Christopher Shearer, an education program officer for the Hewlett Foundation, suggested that implementation across the 46 states and the District of Columbia now signed on to the common standards may raise more questions than traditional education research is prepared to address. He suggested opening up high-profile competitions to solve specific problems of practice, and encouraging not just K-12 researchers to participate but also those in other fields, such as big-data analysis, and adult and military education.

"This is going to require researchers to operate in different ways with different partners and ... different outreach pathways with different goals," Mr. Shearer said.

No 'Yes or No' Answers

While it's uncertain who will drive research and development for the common core, meeting participants argued that studying and supporting standards implementation will accelerate the drive in education research for closer partnerships with practitioners and cyclical research models focused on solving problems.

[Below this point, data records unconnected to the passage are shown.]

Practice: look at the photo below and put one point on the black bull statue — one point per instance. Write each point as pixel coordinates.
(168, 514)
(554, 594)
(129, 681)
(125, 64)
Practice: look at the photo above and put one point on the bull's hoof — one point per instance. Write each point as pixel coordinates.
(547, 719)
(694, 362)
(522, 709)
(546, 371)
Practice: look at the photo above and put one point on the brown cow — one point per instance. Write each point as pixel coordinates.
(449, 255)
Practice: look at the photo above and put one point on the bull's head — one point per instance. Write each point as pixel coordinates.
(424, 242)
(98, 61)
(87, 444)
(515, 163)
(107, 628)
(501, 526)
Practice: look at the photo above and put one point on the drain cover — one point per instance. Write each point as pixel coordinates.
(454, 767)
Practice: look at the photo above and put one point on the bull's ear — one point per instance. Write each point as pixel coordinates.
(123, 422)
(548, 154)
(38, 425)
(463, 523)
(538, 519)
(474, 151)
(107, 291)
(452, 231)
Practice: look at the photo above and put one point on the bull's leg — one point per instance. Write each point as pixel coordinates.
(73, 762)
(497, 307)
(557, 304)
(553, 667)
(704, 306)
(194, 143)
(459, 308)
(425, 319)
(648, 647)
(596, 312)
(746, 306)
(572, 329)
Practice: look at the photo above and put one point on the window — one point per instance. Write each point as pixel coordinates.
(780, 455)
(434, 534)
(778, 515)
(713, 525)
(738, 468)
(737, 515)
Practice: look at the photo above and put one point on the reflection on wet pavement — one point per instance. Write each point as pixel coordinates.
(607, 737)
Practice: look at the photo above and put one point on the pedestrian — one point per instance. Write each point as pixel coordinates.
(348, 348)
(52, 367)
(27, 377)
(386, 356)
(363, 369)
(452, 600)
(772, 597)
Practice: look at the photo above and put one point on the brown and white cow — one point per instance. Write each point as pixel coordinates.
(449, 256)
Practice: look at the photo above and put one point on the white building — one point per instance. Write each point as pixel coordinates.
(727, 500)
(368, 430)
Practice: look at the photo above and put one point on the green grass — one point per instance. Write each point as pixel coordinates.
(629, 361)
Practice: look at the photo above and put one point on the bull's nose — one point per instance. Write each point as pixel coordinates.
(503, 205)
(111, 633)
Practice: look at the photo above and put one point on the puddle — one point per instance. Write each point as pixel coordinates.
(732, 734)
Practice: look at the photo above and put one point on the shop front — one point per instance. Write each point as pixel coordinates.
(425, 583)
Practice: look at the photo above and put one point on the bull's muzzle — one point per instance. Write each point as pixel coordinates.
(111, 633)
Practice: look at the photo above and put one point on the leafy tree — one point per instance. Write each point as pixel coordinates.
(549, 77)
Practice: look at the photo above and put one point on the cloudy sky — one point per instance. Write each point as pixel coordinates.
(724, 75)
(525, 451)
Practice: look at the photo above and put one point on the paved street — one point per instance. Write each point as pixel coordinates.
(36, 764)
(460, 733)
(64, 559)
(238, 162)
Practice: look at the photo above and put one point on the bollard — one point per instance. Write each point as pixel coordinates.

"There's a consensus that research as a whole has to be research for improvement; it can't just be documentation of what worked and what didn't," said John Q. Easton, the IES' director. "There's no grand [randomized controlled trial] that anyone will conduct that will give us yes or no in eight years."

Ms. Earle predicted there may be staged cycles of research to support the standards in their first years of implementation, with deeper studies and evaluations six and 10 years out. If researchers and educators begin developing partnerships to implement the standards now, they will be in a better position to collect information and understand earlier indicators of problems or success.

"What was the role of research in the prior incarnation of standards-based reform? It was very removed; it was not practitioner-based research. We watched it unfold as opposed to being part of the unfolding," said Jonathan A. Supovitz, the director of the Philadelphia-based Consortium for Policy Research in Education. "This is an opportunity to create a place for researchers to be part of the unraveling of the puzzles of the process."